Etienne Raczymow, qui a rejoint les FTP-MOI (Francs-tireurs et partisans - Main-d’œuvre immigrée) après la rafle du Vél’d’Hiv, illustrait d’un mot yiddish le statut de ces juifs résistants communistes: mamzer. Autrement dit "bâtards", ceux dont la place, dont l’histoire même sont floués pour la communauté. Avec beaucoup de clarté, dans ce style limpide et précis qui la caractérise, et surtout en s’appuyant sur de précieux témoignages, la plupart des protagonistes ayant aujourd’hui disparu, Annette Wieviorka rapporte ces destins sublimes, ambigus et tragiques. Dans ce triptyque juif, communiste et résistant, l’identité s’avère hétéroclite. Elle a pourtant modelé des comportements valeureux comme ceux de Louis Gronowski, Henri Krasucki, Henri Krischer, Adam Rayski et tant d’autres. Le pacte germano-soviétique n’a pas facilité leur tâche. Mais après, ils ont manifesté par milliers la volonté de prendre place dans la lutte contre les nazis. Lyon devient leur capitale.
A la Libération, le PCF ne fait pas grand cas de ces patriotes immigrés. Il leur conseille de rejoindre leur pays d’origine pour participer à la reconstruction. Certains firent l’expérience, tous furent déçus. Il leur fallut donc retrouver une place dans la nation pour laquelle ils s’étaient battus, le plus souvent hors d’un PCF qui ne voulait plus d’eux.
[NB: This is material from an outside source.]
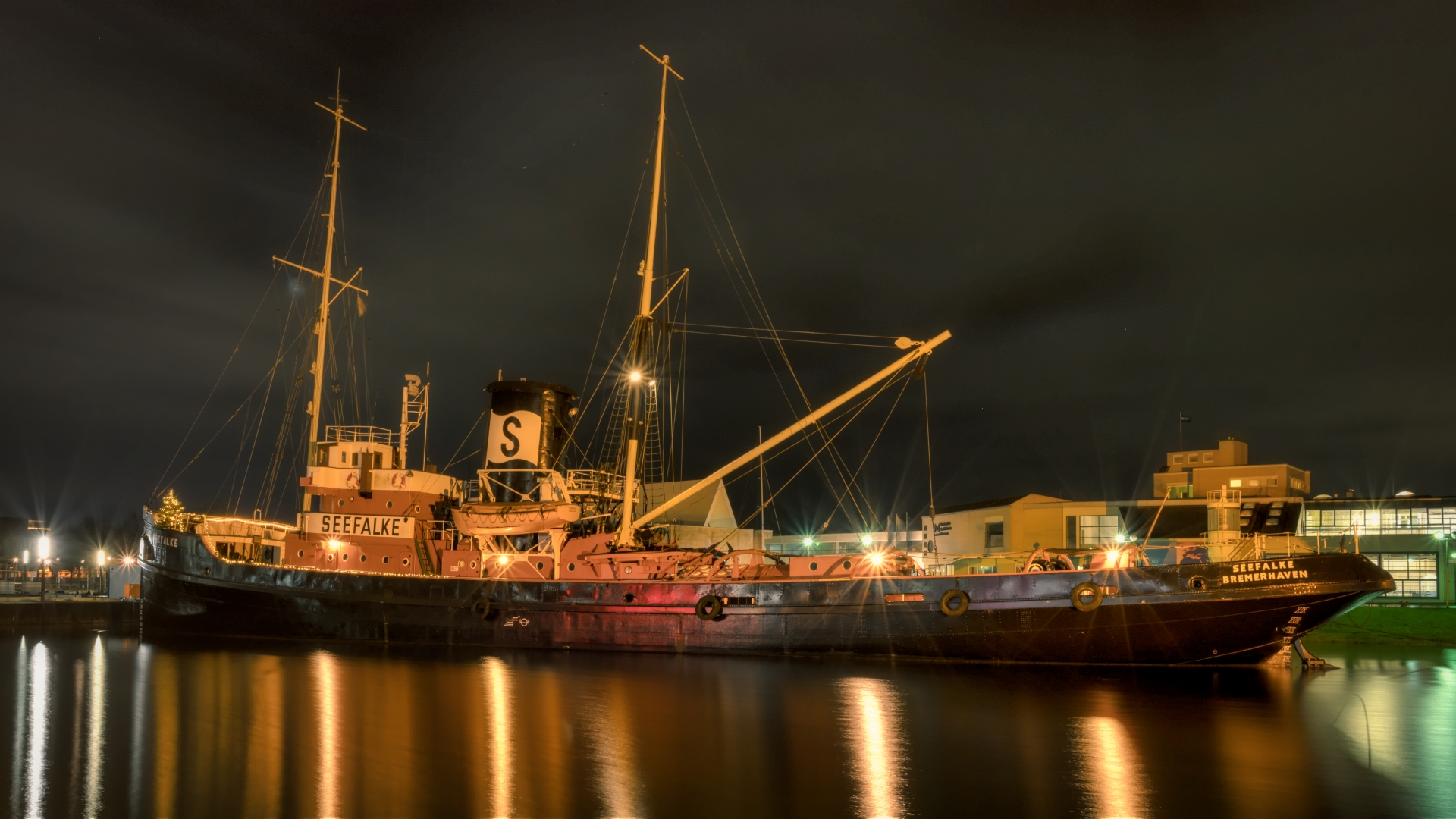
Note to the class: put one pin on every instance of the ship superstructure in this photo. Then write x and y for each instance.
(548, 548)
Les livres d’histoire sont souvent des cimetières. Plus ou moins grands, plus ou moins impressionnants. Celui-ci ne donne pas cette impression. Publié en 1986, chez Denoël, Annette Wieviorka l’a revu, réécrit et complété. La force de ces témoignages et l’acuité de l’analyse n’ont rien perdu de leur nécessité. L. L.